L’incohérence entre la répartition géographique régionale établie en 1982 et
modifiée en 1994, d’un côté, et les lieux d’implantation des services et
sociétés publics, de l’autre, est un travers incompréhensible en dehors d’une
logique régionaliste. A titre d’illustration, le siège de la société publique de
promotion immobilière SNIT-Sud est établi dans une ville qui, officiellement,
fait partie de la région Centre-est. Situation similaire pour l’ONAS. Le cas se
répète avec de multiples entreprises et services publics dans diverses régions.
Il formalise toujours le même sens de dépendance et de domination
interrégionale. Les secteurs de la justice, de la santé, de la formation, de
l’éducation, les entreprises publiques et les services administratifs en général
sont concernés.
Annoncer comme objectif de faire correspondre le déploiement des entreprises et
services publics aux cartes régionales relève du simple bon sens et reste dans
le domaine du possible immédiat.
La bonification régionale des scores d’orientation aux études universitaires est
un cas flagrant de politique de déséquilibre régional, car elle provoque in fine
le dopage des scores des élèves issus des régions favorisées, pour accéder aux
études sélectives, aux dépens des autres.
D’autres textes aussi pernicieux font partie des outils des politiques
discriminatoires entre les régions. Abolir de tels textes me semble être
rapidement réalisable. Abolition qui serait de nature à apaiser et à rassurer.

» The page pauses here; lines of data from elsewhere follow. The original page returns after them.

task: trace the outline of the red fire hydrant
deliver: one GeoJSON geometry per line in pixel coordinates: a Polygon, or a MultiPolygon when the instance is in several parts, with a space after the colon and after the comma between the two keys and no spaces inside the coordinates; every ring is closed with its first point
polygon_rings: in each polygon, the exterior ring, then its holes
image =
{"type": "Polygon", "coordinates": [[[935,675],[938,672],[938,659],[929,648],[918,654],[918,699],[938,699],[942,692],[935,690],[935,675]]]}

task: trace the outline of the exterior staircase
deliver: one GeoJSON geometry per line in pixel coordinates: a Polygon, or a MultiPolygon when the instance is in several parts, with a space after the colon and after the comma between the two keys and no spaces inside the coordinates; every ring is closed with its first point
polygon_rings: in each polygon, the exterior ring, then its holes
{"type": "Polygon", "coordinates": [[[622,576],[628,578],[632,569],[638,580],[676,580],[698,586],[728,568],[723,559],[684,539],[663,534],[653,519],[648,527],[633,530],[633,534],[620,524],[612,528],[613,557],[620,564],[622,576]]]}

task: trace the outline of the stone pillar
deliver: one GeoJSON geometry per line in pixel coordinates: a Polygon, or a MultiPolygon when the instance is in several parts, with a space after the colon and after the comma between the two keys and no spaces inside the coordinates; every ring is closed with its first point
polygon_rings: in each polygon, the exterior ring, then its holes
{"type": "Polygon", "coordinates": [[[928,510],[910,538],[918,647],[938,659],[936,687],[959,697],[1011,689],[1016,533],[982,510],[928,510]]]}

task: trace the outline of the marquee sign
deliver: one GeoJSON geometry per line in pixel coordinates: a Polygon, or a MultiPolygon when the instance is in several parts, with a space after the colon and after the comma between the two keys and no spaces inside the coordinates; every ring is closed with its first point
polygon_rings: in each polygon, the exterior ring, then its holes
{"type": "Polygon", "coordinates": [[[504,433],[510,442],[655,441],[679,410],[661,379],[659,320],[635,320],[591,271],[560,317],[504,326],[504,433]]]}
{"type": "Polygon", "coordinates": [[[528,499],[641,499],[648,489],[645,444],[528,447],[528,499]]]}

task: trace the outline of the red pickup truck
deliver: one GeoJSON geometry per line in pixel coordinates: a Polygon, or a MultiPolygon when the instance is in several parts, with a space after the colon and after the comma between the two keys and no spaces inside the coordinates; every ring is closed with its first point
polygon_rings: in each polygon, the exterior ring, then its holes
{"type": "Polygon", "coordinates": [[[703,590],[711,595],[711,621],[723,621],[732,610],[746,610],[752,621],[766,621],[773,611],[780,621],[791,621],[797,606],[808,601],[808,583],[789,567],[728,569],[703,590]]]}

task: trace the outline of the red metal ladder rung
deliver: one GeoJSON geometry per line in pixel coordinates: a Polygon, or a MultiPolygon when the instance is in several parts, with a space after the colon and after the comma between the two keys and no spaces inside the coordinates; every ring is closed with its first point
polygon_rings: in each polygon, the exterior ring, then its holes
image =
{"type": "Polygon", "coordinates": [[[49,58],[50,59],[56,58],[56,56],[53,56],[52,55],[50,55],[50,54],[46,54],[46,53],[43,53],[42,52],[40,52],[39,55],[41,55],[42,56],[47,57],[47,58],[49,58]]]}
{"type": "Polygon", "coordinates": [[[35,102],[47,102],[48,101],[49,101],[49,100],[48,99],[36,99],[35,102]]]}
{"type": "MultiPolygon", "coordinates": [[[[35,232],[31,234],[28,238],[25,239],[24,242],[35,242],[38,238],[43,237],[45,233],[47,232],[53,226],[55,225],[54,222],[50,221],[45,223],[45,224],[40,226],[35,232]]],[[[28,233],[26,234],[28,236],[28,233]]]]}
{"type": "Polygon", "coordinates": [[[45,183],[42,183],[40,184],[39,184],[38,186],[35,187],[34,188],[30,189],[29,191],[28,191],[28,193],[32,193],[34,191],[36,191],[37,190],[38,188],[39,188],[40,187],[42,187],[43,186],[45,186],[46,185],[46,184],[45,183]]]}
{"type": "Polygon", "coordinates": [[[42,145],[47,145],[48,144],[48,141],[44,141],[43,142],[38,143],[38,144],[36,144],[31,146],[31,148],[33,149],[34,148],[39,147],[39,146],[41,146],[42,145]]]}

Inventorier la réalité, se projeter dans l’avenir
Certes, la correction des déformations induites par une accumulation historique
de politiques régionalistes est une œuvre de longue haleine qui nécessite du
temps, de l’organisation et des moyens humains et matériels. Cela dépasse
largement les possibilités et la durée des mandats de plusieurs gouvernements
non provisoires.
Mais l’immensité de la tâche ne doit pas occulter l’urgence d’un véritable
diagnostic de la situation et la nécessité d’engager au plus vite un traitement
des véritables causes du retard de développement. Le fait que le ministère de la
Santé ne découvre l’état des infrastructures sanitaires de Tataouine et de Ben
Guerdane qu’à l’occasion des évènements en Libye est très révélateur.
Le diagnostic et l’établissement d’un véritable état des lieux des ressources
mises à disposition des régions est un travail de professionnel: il nécessite
une approche réellement participative. Ce diagnostic facilitera l’identification
des besoins de créations, et des programmes de mise à niveau de l’existant. Cela
facilitera la planification des actions et leur financement auprès des bailleurs
de fonds et des donateurs.
Il est primordial de ne pas le laisser au seul bon vouloir d’une Administration
qui a développé des réflexes de falsification des réalités. Il y va de
l’efficacité des mesures qui seront entreprises. La société civile peut
utilement y contribuer.
A défaut de pouvoir présenter une vision cohérente, le GP peut au moins tenter
de baliser les chemins par la reconnaissance des possibilités offertes dans
l’avenir pour les régions concernées. A titre d’exemple, les perspectives de
coopération avec l’Algérie sont à analyser à la lumière du nouveau contexte
politique régional. Le prolongement de l’autoroute algérienne des Hauts plateaux
Tébessa –Tlemcen par une autoroute tunisienne Haydra-Kasserine-Sidi Bouzid-Gabès
me semble bien digne d’intérêt.
Le rééquilibrage géographique des instituions sanitaires pourrait aboutir à un
projet de réseau de facultés d’études médicales et de CHU dans l’ouest et dans
le sud du pays.
La complexité du problème, la délicatesse du moment, l’absence d’outils
appropriés, et la non-adaptation du cadre institutionnel ne peuvent nullement
justifier l’inaction et l’immobilisme.